Terdapat beberapa usulan penambahan pembangkit listrik baru dalam jumlah besar yang menggunakan energi dispatchable, seperti di antaranya bioenergi, panas bumi, dan tenaga air, tanpa rencana jelas untuk penghentian pembangkit listrik tenaga batubara. Dokumen CIPP JETP belum dapat menjawab pertanyaan tentang kelebihan pasokan pembangkit listrik tenaga batubara di masa depan yang selama ini menjadi
ganjalan bagi pengembangan energi terbarukan.
“JETP diharapkan akan menjadi momentum kuat dalam merumuskan peta jalan penurunan gas rumah kaca di indonesia, akan tetapi jika mengacu kepada dokumen CIPP, dimana hanya akan mempensiunkan pltu sebesar 1,7 gw, menunjukan bahwa komitmen melawan krisis iklim masih merupakan jargon semata. Selain itu dokumen CIPP yang merupakan proposal Indonesia baik ke negara IPG maupun ke GFANZ, terkesan donor driven. Hal ini terlihat dari proyek-proyek yang tertera dalam dokumen, seperti panas bumi. Padahal panas bumi merupakan sumber energi yang tidak aman dan di beberapa tempat telah menyebabkan kerusakan baik lingkungan maupun sosial kehidupan,” ungkap Ali Akbar, Pengampanye #BersihkanIndonesia dari Kanopi Hijau Indonesia.
- Tidak ada usulan kebijakan dan investasi yang memadai yang dapat memastikan peta jalan pensiun dini pembangkit listrik tenaga batubara on-grid dapat berjalan sesuai target.
Rancangan CIPP hanya mengalokasikan pembiayaan untuk dua pembangkit listrik tenaga batubara (dengan total kapasitas 1,6 GW) yang akan dihentikan pada tahun 2037. Berdasarkan usulan tersebut, pembangkit-pembangkit tersebut, yaitu PLTU Pelabuhan Ratu dan PLTU Cirebon-1, akan dipensiunkan hanya 5-7 tahun sebelum pensiun alaminya.
- Penghapusan bahan bakar fosil yang terkelola bergantung pada solusi palsu. Rancangan CIPP JETP mengusulkan “penghapusan bertahap” bahan bakar fosil, tapi tampaknya bergantung pada solusi palsu.

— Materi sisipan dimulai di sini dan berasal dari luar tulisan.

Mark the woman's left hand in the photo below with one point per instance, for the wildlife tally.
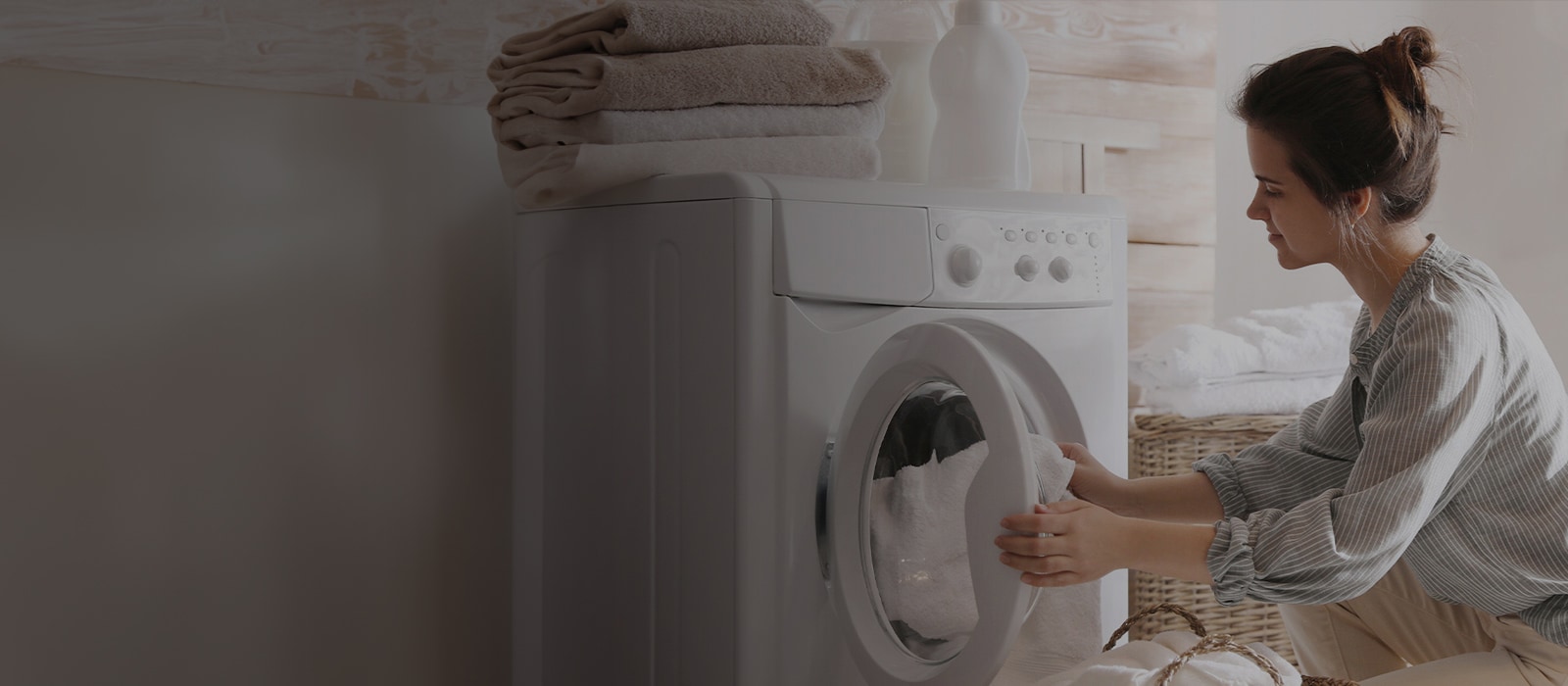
(1087, 542)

“Kami menemukan proyeksi kegiatan yang diprioritaskan di Jawa Barat akan semakin memperburuk pencemaran udara, sebagai contoh rencana kegiatan co-firing Biomassa, ada rencana kegiatan pembangunan Pembangkit Listrik Tenaga Sampah (PLTSa) dengan mekanisme bakar-bakaran, serta kebutuhan akan batu bara masih tinggi dan tidak menghapuskan kegiatan PLTU captive. Selain itu dalam bacaan cepat kami ada ketidakjelasan daftar pensiun dini untuk dua PLTU di Jawa Barat,” tutur Wahyudin, Pengampanye #BersihkanIndonesia dari WALHI Jawa Barat.
- CIPP tidak mengaktivasi ataupun mengusulkan kebijakan pemungkin solusi-solusi berbasis komunitas, seperti PLTS atap, dan membiarkan solusi-solusi ini dalam status quo yang terhambat regulasi.
Dokumen Rancangan CIPP tidak memberikan kemudahan bagi investasi solusi-solusi energi bersih berbasis komunitas yang secara nyata sangat relevan dengan diversifikasi dan transformasi ekonomi, serta bisa memberikan manfaat langsung berupa resiliensi energi, seperti penggunaan mikrohidro, biogas skala komunitas, turbin angin skala mikro.
“Dokumen rancangan CIPP sama sekali tidak cerminkan asas keadilan, hanya akal-akalan belaka meminta masukan publik. Dokumen ini menunjukan bahwa pemerintah Indonesia tidak serius untuk memenuhi komitmen Perjanjian Paris. Bahkan rancangan CIPP justru terlihat berpotensi semakin memperburuk kesenjangan di masyarakat, polusi, dan kerusakan lingkungan,” tutup Wahyudin.